Но, позавтракав пирожками с грибами, которые уже успела испечь Евдокия Ивановна, я все же не вытерпела и, надев плащ и сапоги, отправилась снова бродить по поселку.
На сегодня была запланирована сопка, куда когда–то детьми бегали за лютиками. Так в Сибири называли подснежники – желтые и лиловые цветы с нежным пушком по стеблю, ласково щекочущим ладонь – сон–травой по–научному, о чем тогда не знали. Первый раз – обычно сразу после первомайской демонстрации, а позже за жарками. До сих пор помню ее горящей огненным пламенем от обилия цветов. Вообще Сибирь славится цветочным разнообразием. Яркие, крупные, они поражают всех, кто побывал здесь впервые. Говорят, раньше в Красноярске садовыми цветами не торговали. Уличные продавщицы предлагали прохожим букеты, собранные в тайге, нисколько не уступающие по красоте городским собратьям, а, может быть, и прекраснее их. Я же вообще долгое время, пока не стала жить в большом городе, не понимала, как цветами можно торговать. Они не казались мне материальными. Паустовский писал, что «для женщин цветы – это живые существа, гости из мира, который взрослые и деловые люди – мужчины замечают мимоходом и относятся к нему со снисходительным пренебрежением». Ведь человек идет в поле, лес не просто за цветами, как на рынок за продуктами. Это нужно душе, как нужны музыка, поэзия, любовь, – душевное общение с природой. И насладившись им, как бы сроднившись с лесом и полем, и не в силах расстаться, мы уносим частичку их с собой, чтобы дома еще раз пережить это.

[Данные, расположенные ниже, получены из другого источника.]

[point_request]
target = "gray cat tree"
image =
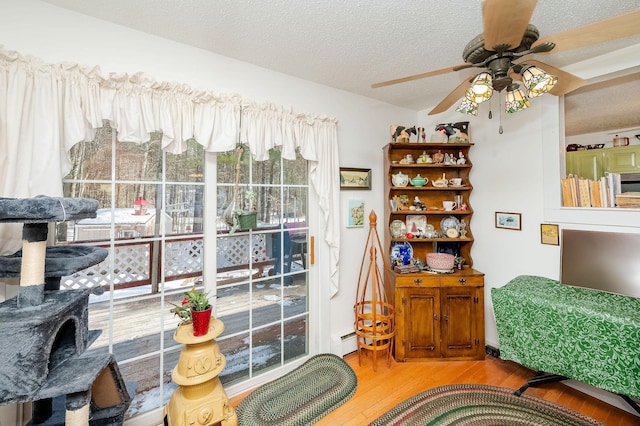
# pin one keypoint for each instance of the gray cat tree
(48, 361)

Сейчас жарков уже не было – стоял август, о чем, конечно, жалела. Вспомнилось, как однажды отец поехал осматривать райкомовские поля и взял меня с собой – за саранками. Это красивые крупные алые цветы с вкусными съедобными клубнями, которые надо выкапывать. Ехали на лошади: я в уютной плетеной кошевке, папа – на облучке. Бабушка напекла в дорогу блинов.

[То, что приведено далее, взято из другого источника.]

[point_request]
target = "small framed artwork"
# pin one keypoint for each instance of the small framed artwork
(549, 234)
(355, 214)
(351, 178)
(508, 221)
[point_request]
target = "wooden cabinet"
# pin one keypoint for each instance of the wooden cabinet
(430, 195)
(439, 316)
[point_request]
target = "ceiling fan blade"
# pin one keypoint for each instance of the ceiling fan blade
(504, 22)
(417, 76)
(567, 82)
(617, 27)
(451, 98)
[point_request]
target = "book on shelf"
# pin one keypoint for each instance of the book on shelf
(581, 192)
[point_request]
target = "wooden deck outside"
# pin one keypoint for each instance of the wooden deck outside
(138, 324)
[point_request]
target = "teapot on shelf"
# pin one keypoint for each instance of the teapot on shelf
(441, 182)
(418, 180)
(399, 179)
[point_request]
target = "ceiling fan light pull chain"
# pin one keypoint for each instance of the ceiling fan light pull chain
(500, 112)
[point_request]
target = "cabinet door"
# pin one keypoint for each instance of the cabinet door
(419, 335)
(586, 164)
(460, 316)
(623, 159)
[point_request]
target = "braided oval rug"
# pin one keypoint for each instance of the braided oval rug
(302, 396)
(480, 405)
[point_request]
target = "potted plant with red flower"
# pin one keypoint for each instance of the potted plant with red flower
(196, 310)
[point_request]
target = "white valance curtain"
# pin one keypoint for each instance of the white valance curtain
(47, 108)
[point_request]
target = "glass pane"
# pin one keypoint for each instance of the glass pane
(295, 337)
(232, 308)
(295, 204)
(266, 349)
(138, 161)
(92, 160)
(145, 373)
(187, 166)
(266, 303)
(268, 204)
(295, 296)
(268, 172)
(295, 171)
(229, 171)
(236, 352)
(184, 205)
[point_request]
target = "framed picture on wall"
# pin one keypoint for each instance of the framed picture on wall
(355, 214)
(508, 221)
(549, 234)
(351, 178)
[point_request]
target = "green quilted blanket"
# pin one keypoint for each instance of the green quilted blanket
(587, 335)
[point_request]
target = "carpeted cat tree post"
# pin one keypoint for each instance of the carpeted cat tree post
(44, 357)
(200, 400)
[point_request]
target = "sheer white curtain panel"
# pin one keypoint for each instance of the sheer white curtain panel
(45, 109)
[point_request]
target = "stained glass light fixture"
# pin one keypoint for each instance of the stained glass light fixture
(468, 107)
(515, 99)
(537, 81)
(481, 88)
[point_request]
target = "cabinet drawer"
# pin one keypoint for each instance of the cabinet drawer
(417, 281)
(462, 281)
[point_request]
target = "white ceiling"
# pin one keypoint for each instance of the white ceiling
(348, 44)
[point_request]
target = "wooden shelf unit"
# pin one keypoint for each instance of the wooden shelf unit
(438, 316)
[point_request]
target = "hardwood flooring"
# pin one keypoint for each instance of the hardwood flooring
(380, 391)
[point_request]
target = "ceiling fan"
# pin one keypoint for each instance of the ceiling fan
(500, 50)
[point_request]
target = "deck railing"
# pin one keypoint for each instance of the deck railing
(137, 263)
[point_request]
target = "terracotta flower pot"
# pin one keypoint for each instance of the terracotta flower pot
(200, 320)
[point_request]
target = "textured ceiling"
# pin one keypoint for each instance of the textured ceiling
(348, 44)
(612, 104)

Душу переполняло счастье. Красивая природа вокруг. Поездка на лошади… Езда на лошади позже всегда влекла меня, хотя таких возможностей представлялось мало. После окончания первого курса института нас направили летом на целину на Алтай. В первый же день работы в поле бригадир обратился к девушкам: «Кто хочет возить волокуши?» Не имея понятия, что это такое, я тотчас согласилась (остальные промолчали), хотя до того ни разу не садилась на коня верхом. Многие годы таила в душе мечту отправиться в конный поход (тогда появились такие маршруты), к сожалению, так и не осуществленную.
Найденные саранки. Это было то редкое, приятное, воспоминание, связанное с отцом, которое сохранилось на всю жизнь. Омрачило его лишь одно. Всю дорогу, пока ехали, я ела и предлагала отцу блины, а он все время отказывался. Когда же, наконец, попросил, оказалось, что я все их съела. Потом, уже дома, он не раз, посмеиваясь, рассказывал об этом, что меня обижало.

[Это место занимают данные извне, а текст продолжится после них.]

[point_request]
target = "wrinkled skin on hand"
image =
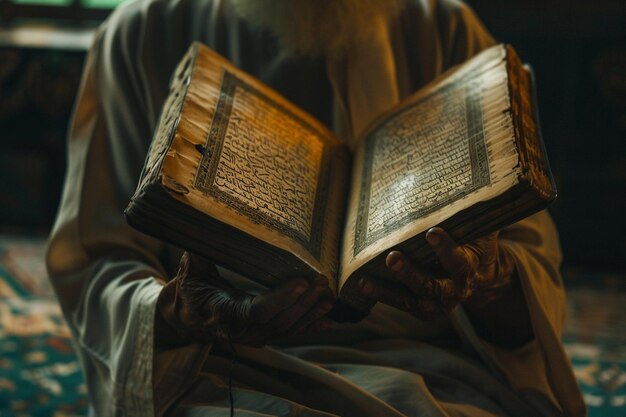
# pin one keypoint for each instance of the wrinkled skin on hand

Отец – человек мягкий, ранимый, но, как и многие, особенно мужчины, чувствительный по отношению к себе, не чувствовал, когда причинял боль другим, не понимая ни детской, ни женской психологии. Взаимное непонимание вообще причина всех наших бед. Вырос он в многодетной семье, в пять лет остался без матери, пришлось жить с отцом и мачехой. Рано начал самостоятельную жизнь. Где ему было учиться тонкости? Ирония являлась особым, вольным или невольным, методом отцовского воспитания. Как–то в Камском Устье, где жили на метеостанции, которую окружали роскошные поля с высоченной, в человеческий рост, травой, я, усевшись «верхом на палочку» и представляя себя, очевидно, ковбоем в прериях, с непередаваемым чувством восторга скакала в траве. Вдруг крик: «Рита! Девочки так не делают»! – с горьким чувством разочарования вернул меня в реальность.